Ankara’da bir plazanın 20. katından şüpheli şekilde düşerek yaşamını yitiren üniversite öğrencisi Şule Çet’in (20) ölümü sonrasında şüpheliler tarafından delil karartıldığı ortaya çıktı. Cumhuriyet gazetesinden Alican Uludağ’ın haberine göre; soruşturma kapsamında daha önce iki kez gözaltına alınıp serbest bırakılan ancak kamuoyunun tepkisi üzerine 3. gözaltıda tutuklanan Çağatay Aksu’nun kolundaki Şule Çet’e ait tırnak izlerinin ilk muayenede doktor tarafından rapora yazılmadığı ortaya çıktı. Şule Çet’in olaydan önce plazaya içinde içki olan poşetle girmesine karşın, olaydan sonra yapılan incelemede içki şişelerine rastlanmadı. Bu durum, dairede delillerin ortadan kaldırıldığını ortaya koydu.

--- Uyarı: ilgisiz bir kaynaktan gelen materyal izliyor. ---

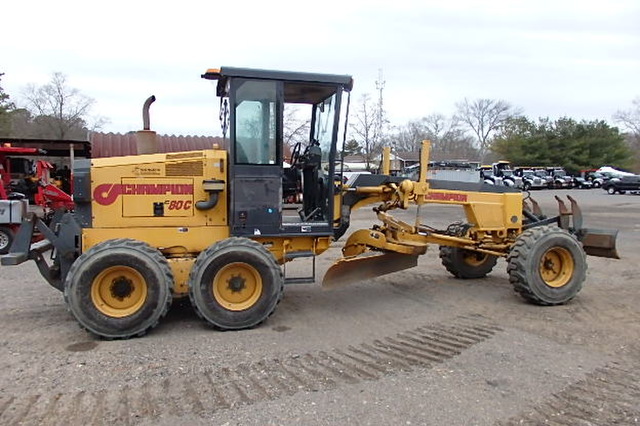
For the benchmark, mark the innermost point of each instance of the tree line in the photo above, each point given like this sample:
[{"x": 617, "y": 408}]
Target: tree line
[
  {"x": 487, "y": 130},
  {"x": 480, "y": 129},
  {"x": 54, "y": 110}
]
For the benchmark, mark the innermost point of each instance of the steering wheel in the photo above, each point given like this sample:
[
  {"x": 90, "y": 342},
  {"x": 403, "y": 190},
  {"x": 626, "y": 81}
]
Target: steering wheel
[{"x": 295, "y": 154}]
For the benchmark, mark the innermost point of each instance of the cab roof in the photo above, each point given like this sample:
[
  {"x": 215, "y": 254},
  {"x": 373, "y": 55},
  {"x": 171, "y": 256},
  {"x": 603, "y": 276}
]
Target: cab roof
[{"x": 301, "y": 87}]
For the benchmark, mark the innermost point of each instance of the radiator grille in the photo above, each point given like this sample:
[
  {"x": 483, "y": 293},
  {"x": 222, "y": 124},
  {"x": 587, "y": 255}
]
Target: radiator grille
[{"x": 185, "y": 168}]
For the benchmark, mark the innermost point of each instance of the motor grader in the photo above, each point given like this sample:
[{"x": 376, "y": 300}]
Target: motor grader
[{"x": 214, "y": 225}]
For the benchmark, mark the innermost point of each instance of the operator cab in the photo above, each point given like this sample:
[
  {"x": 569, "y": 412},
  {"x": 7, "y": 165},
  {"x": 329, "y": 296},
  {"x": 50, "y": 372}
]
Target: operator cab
[{"x": 268, "y": 198}]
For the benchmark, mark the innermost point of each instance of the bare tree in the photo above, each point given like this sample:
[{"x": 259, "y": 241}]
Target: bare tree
[
  {"x": 364, "y": 129},
  {"x": 6, "y": 107},
  {"x": 483, "y": 117},
  {"x": 630, "y": 118},
  {"x": 295, "y": 128},
  {"x": 448, "y": 138},
  {"x": 60, "y": 111}
]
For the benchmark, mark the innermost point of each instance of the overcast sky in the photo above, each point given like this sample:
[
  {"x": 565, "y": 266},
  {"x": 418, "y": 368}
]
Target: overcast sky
[{"x": 551, "y": 58}]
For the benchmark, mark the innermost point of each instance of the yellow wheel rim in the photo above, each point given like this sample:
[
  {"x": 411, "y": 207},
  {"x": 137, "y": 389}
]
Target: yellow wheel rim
[
  {"x": 556, "y": 267},
  {"x": 237, "y": 286},
  {"x": 119, "y": 291},
  {"x": 474, "y": 259}
]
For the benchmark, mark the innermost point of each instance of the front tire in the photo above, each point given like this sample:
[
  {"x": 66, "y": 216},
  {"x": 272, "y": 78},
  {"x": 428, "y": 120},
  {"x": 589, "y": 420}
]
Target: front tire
[
  {"x": 235, "y": 284},
  {"x": 466, "y": 264},
  {"x": 6, "y": 239},
  {"x": 547, "y": 265},
  {"x": 119, "y": 288}
]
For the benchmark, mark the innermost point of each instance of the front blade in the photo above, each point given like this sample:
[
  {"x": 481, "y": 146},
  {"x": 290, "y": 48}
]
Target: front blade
[
  {"x": 599, "y": 242},
  {"x": 351, "y": 270}
]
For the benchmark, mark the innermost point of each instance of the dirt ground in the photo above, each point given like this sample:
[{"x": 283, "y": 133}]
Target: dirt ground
[{"x": 414, "y": 347}]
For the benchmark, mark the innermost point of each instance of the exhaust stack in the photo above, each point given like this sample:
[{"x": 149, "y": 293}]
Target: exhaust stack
[{"x": 146, "y": 140}]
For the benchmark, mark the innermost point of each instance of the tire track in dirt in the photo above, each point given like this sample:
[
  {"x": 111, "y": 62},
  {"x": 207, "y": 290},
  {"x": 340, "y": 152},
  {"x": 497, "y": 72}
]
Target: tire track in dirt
[
  {"x": 210, "y": 390},
  {"x": 609, "y": 395}
]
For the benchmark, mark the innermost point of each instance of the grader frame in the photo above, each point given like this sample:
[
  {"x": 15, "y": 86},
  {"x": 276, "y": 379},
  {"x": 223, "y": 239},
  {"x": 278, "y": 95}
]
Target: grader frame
[{"x": 211, "y": 225}]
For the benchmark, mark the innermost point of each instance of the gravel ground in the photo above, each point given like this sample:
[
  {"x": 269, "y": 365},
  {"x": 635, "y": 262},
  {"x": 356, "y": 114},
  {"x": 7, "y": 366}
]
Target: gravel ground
[{"x": 414, "y": 347}]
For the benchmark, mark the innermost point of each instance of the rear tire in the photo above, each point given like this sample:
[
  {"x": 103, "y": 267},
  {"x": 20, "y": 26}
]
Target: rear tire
[
  {"x": 547, "y": 265},
  {"x": 466, "y": 264},
  {"x": 235, "y": 284},
  {"x": 119, "y": 288},
  {"x": 6, "y": 239}
]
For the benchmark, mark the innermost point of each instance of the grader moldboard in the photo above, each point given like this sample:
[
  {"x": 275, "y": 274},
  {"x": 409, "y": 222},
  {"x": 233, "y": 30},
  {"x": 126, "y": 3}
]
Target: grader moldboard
[{"x": 219, "y": 225}]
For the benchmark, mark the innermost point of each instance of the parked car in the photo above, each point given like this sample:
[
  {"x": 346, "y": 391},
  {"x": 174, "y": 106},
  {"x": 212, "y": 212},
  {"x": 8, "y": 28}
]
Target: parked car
[
  {"x": 582, "y": 183},
  {"x": 622, "y": 184},
  {"x": 596, "y": 178},
  {"x": 529, "y": 179}
]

Şule Çet, 29 Mayıs 2018 tarihinde saat 05.00 sıralarında Çankaya’da bulunan Yelken Plaza adlı rezidansın 20. katından şüpheli şekilde düşerek hayatını kaybetti. Olay günü aynı dairede bulunan Çağatay Aksu ve Berk Akand, gözaltına alındı. İki kez nöbetçi mahkemeye çıkarılan şüpheliler, her ikisinde de hâkim tarafından adli kontrolle serbest bırakıldı. Ancak bu süreçte Ankara Adli Tıp Kurumu’nun hazırladığı otopsi raporu, gerçeği ortaya çıkardı. Rapora göre, Şule Çet’in cinsel saldırıya maruz kaldığına dair bulgulara rastlandı. Yine Çet’in tırnaklarında şüpheli Çağatay Aksu’ya ait doku örnekleri tespit edildi. Kanında “Uyumayı tetikleyen uyarıcı madde” ile vücudunda boğuşma izlerine de rastlanan Çet’in düştüğü iddia edilen pencerede kendisine ait parmak izine ulaşılamaması ise atılma şüphesini arttırdı.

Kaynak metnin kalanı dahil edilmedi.